24. Dodgers Stadium (Los Angeles Dodgers)
Dodger Stadium is the third oldest stadium in baseball, but that doesn’t mean it doesn’t have plenty of life left in it. The stadium gives off the quintessential Southern California baseball vibe and should be on the bucket list of every baseball fan out there.
25. Target Field (Minnesota Twins)
A much-needed upgrade from the Metrodome, Target Field provides one of the best experiences in baseball. Not only does the stadium have a superb classic baseball feel to it, but it also does an excellent job of having a distinctly Minnesota feel with its Minnesota limestone walls and local food and beverage options. Additionally, the stadium has the smallest footprint in all of baseball, which helps give you the feeling you’re right on top of the action.
26. Wrigley Field (Chicago Cubs)
Arguably the most classic stadium in all of baseball, Wrigley Field has hosted generations of baseball fans.

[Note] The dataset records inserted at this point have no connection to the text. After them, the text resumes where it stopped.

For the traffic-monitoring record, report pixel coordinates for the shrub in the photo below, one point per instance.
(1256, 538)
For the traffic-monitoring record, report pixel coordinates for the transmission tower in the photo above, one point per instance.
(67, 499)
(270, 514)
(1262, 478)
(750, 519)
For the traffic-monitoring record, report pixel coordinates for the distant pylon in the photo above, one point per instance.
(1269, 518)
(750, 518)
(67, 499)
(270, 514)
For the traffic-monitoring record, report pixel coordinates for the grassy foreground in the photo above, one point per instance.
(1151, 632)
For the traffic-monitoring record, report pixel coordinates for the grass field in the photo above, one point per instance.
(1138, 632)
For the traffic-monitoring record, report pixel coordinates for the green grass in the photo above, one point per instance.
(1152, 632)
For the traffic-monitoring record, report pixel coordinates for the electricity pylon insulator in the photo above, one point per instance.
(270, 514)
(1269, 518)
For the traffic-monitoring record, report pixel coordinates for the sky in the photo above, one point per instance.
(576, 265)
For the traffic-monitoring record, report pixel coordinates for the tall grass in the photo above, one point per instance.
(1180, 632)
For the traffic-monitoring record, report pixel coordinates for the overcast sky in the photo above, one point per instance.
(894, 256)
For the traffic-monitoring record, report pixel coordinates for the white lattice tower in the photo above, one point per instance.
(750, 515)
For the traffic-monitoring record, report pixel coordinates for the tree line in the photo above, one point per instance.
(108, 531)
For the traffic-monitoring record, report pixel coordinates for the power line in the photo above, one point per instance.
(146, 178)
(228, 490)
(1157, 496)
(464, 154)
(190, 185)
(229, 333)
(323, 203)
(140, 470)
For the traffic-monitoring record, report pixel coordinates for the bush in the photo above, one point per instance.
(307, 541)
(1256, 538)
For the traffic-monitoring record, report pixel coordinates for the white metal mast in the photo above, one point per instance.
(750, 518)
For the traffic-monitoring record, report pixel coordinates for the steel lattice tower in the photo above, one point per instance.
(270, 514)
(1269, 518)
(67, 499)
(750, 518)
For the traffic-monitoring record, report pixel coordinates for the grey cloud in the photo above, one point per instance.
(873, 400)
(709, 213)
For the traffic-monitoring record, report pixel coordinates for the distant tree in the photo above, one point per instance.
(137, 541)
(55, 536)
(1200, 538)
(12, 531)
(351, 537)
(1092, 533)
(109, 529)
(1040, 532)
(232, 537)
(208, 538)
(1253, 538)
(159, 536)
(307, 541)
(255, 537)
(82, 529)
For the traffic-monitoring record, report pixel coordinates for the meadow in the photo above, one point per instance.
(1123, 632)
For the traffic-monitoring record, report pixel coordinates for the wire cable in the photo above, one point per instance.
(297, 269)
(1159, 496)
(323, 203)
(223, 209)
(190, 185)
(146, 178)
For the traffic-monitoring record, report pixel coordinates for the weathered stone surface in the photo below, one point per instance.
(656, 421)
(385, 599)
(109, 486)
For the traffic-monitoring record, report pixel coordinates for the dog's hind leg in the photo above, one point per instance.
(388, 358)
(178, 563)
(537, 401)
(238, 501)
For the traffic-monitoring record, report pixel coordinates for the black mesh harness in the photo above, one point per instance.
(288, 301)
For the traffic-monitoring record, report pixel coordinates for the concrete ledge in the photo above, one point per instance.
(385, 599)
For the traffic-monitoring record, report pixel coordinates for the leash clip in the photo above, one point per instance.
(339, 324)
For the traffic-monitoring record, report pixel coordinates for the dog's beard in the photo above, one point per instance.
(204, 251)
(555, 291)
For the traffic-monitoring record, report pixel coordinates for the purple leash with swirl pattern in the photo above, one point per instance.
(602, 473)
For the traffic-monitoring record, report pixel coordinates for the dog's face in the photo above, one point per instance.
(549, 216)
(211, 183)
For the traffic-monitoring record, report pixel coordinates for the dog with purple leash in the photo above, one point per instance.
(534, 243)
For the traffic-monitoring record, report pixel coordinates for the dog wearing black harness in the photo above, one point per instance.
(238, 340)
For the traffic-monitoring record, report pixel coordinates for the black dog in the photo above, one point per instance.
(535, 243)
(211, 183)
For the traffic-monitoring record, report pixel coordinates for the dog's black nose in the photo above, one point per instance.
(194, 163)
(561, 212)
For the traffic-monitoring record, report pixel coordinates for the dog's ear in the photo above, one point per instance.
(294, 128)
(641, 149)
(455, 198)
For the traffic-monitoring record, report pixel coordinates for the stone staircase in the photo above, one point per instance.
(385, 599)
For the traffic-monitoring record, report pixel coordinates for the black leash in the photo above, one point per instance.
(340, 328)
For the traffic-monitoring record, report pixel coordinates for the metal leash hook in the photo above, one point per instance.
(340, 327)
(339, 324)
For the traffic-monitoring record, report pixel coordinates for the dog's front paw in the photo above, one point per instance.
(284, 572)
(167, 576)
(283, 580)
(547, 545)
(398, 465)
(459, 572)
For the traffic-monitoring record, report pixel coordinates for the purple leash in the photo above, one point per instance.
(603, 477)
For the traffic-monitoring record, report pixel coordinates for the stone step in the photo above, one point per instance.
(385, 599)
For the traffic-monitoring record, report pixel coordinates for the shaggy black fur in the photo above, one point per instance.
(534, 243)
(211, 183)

With its old manual scoreboard and vibrant neighborhood, there isn’t a baseball fan out there that wouldn’t have a great time at Wrigley.
27. AT&T Park (San Francisco Giants)
AT&T Park is home to one of the best views in all of baseball as well as a team that has been on a tear lately winning three of the last six World Series. The park’s great location within San Francisco and local food options make it a desirable spot for any baseball fan.
28. Fenway Park (Boston Red Sox)
The oldest ballpark in the majors is a must for any baseball fan out there. Fenway has a one of a kind atmosphere that you won’t find anywhere else in addition to many quirks found throughout the stadium including the Green Monster, Williamsburg, and the Triangle.
29. PNC Park (Pittsburgh Pirates)
Considered by many to be the best ballpark in baseball, PNC Park is without a doubt the prettiest park in baseball with its picturesque view of downtown Pittsburgh.
30. Camden Yards (Baltimore Orioles)
Opening in 1992, Camden Yards set a precedent for all the new ballparks that would be built after it. In the years since the park has remained one of the best in baseball and cemented itself as a true modern classic.